In some cases family members have reportedly refused to take custody of the deceased and cremate them. It is being left to the administration and social activists to do so.
Sources say that in certain cremation grounds separate areas are being marked for the pyres of those who die from COVID19. “Isn’t it apartheid of a separate kind when people are not allowed to be cremated on common pyres?” an observer asked.
Sources further pointed out that the nakas or pickets set up by villagers to ensure that no outsider enters the village limits are creating problems of a different kind. “In many such places it is the unemployed youth manning these nakas. Many of them are substance users. There have been instances of these youngsters entering into verbal as well as physical tiffs with the commoners. There have also been instances of hostilities following someone manning a naka making vulgar comments about women accompanying the villagers,” sources in the Malwa region of the state told this reporter.
“These nakas are proving to be counterproductive across the rural stretch. The Corona virus is not a physically visible animal that can be stopped by stick wielding vigilantes. This is again an outcome of the lack of awareness,” said Manjit Singh.
The worst outcome has been the efforts to communalise the COVID19 outbreak. As reported earlier, Muslim Gujjars being threatened, abused and assaulted in the Hindu dominated villages of Doaba region that border Himachal Pradesh. These people from a minority community are also being threatened with an economic boycott. “They are telling us to sell our milk produce for Rs 5 and Rs 10 per kilogram which they will obviously sell further for Rs 50 to Rs 60. If we sell it at such a low price what will we feed the buffaloes and how will we feed ourselves?” said a woman from the community.
The Punjab government has made it clear that this campaign will not be tolerated. Special chief secretary KBS Sidhu tweeted, “Punjab villagers reported to be refusing to buy milk from Muslim Gujjars. Punjab CM @capt_amarinderdirects the DCs to resolve the issue. “While we shall not interfere in the economic decisions of the people, social ostracizing shall not be permitted”.”

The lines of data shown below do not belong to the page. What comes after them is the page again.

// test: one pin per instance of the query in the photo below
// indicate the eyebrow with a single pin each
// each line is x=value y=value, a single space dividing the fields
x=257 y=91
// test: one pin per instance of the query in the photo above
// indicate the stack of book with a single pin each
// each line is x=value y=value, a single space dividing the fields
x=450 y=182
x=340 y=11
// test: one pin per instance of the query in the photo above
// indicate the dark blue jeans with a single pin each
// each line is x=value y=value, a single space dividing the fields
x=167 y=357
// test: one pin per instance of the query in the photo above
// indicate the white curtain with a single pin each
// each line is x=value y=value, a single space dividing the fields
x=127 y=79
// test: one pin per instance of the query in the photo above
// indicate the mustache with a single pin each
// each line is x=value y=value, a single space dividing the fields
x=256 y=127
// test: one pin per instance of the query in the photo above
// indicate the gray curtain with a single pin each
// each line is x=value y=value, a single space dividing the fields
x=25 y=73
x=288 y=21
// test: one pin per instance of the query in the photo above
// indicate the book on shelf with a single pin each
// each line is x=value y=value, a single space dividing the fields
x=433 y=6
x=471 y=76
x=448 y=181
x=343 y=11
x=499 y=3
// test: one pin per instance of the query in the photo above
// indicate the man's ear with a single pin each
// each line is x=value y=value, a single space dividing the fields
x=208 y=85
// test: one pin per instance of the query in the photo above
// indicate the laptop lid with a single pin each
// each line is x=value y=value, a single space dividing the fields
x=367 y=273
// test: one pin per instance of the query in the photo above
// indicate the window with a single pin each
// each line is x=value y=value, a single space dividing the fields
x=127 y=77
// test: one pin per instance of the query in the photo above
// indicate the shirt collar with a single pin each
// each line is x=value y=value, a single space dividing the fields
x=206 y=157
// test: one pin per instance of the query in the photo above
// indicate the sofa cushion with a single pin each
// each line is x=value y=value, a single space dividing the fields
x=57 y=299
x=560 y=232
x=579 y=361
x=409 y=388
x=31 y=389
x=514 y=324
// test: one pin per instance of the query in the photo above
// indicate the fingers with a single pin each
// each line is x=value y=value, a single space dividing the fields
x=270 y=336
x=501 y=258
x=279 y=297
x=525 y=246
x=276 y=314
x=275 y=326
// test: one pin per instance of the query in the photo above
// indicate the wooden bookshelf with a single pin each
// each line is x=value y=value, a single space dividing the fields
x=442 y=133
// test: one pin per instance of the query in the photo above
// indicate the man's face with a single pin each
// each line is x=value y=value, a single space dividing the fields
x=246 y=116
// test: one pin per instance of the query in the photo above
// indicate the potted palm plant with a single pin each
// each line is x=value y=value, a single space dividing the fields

“The people getting swayed by this hate campaign do not understand that everyone’s survival depends on interdependence. These are the people who along with supplying milk and milk products also help in harvesting crops. We share so many things,” social activist Dharminder Kumar of Haji Mukerian village pointed out.

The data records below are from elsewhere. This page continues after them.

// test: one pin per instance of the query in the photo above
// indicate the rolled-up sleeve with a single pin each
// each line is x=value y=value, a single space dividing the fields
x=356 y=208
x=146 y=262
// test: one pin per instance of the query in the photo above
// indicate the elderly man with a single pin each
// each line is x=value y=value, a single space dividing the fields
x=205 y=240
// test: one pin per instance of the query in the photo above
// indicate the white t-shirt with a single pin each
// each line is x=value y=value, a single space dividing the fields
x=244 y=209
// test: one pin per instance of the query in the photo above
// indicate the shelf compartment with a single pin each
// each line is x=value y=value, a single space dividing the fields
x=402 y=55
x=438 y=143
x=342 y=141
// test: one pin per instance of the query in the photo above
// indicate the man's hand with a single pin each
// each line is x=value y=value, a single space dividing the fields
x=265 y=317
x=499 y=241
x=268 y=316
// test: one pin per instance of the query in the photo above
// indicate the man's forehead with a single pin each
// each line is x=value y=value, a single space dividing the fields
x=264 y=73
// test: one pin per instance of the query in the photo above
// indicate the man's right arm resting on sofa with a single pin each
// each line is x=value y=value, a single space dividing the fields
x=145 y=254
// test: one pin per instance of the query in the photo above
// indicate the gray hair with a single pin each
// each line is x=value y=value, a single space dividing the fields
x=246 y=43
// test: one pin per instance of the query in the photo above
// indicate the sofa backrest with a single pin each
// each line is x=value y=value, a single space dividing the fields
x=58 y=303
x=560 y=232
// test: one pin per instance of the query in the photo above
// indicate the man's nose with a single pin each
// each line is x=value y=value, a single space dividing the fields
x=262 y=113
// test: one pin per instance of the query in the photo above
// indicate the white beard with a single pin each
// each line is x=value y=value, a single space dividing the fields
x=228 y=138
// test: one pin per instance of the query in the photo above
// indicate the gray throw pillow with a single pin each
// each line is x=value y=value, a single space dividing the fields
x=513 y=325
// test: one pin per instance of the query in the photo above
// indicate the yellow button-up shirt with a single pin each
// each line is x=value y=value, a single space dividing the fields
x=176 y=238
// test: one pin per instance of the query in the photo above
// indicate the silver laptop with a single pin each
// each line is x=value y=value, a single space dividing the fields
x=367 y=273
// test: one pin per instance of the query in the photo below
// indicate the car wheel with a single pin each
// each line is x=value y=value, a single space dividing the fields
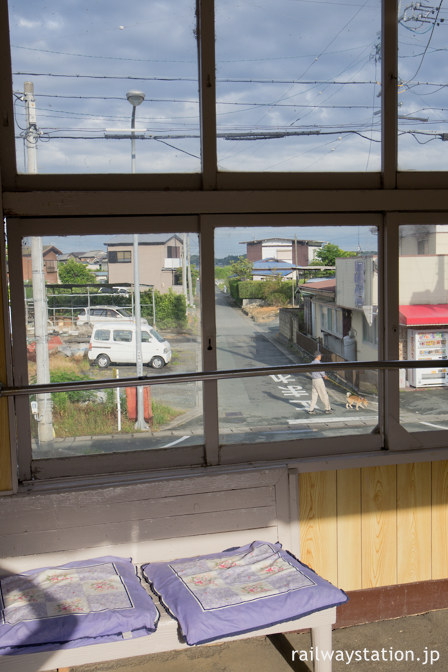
x=103 y=361
x=157 y=362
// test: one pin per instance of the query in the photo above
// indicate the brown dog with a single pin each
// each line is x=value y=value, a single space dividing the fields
x=356 y=400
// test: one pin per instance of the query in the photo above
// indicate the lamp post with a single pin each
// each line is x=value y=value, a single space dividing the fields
x=136 y=98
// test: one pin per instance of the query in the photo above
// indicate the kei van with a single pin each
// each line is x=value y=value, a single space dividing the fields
x=115 y=343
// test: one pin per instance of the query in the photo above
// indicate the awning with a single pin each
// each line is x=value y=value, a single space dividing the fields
x=424 y=315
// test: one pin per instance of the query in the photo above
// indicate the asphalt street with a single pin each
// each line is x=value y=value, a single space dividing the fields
x=262 y=408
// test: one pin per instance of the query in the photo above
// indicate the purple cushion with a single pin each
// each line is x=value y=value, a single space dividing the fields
x=239 y=590
x=84 y=602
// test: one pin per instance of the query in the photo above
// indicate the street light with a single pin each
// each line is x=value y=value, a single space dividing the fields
x=136 y=98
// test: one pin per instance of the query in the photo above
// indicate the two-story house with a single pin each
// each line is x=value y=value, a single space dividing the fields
x=160 y=258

Another interesting phenomenon shared by a source pertains to unrest among the inmates of certain hospitals. Out of sheer frustration some patients, mainly those with psychological problems, resort to spitting on the walls. While attempts are being made to give this a communal colour, following fake news spread against Muslims on television and the social media, the state authorities have been successful in quelling the spread of such false narratives.
Kiran also disclosed that in rural areas there are squabbles over taking credit for the distribution of rations. “The initiatives taken by local clubs saw the involvement of panchayats and subsequently some small-time politicians. There are regular squabbles over taking credit for the initiatives.”
She further said that while strains have emerged at some levels, the people at large are trying to help each other out in these times of distress. The majority is trying its best in the villages to keep the social fabric intact.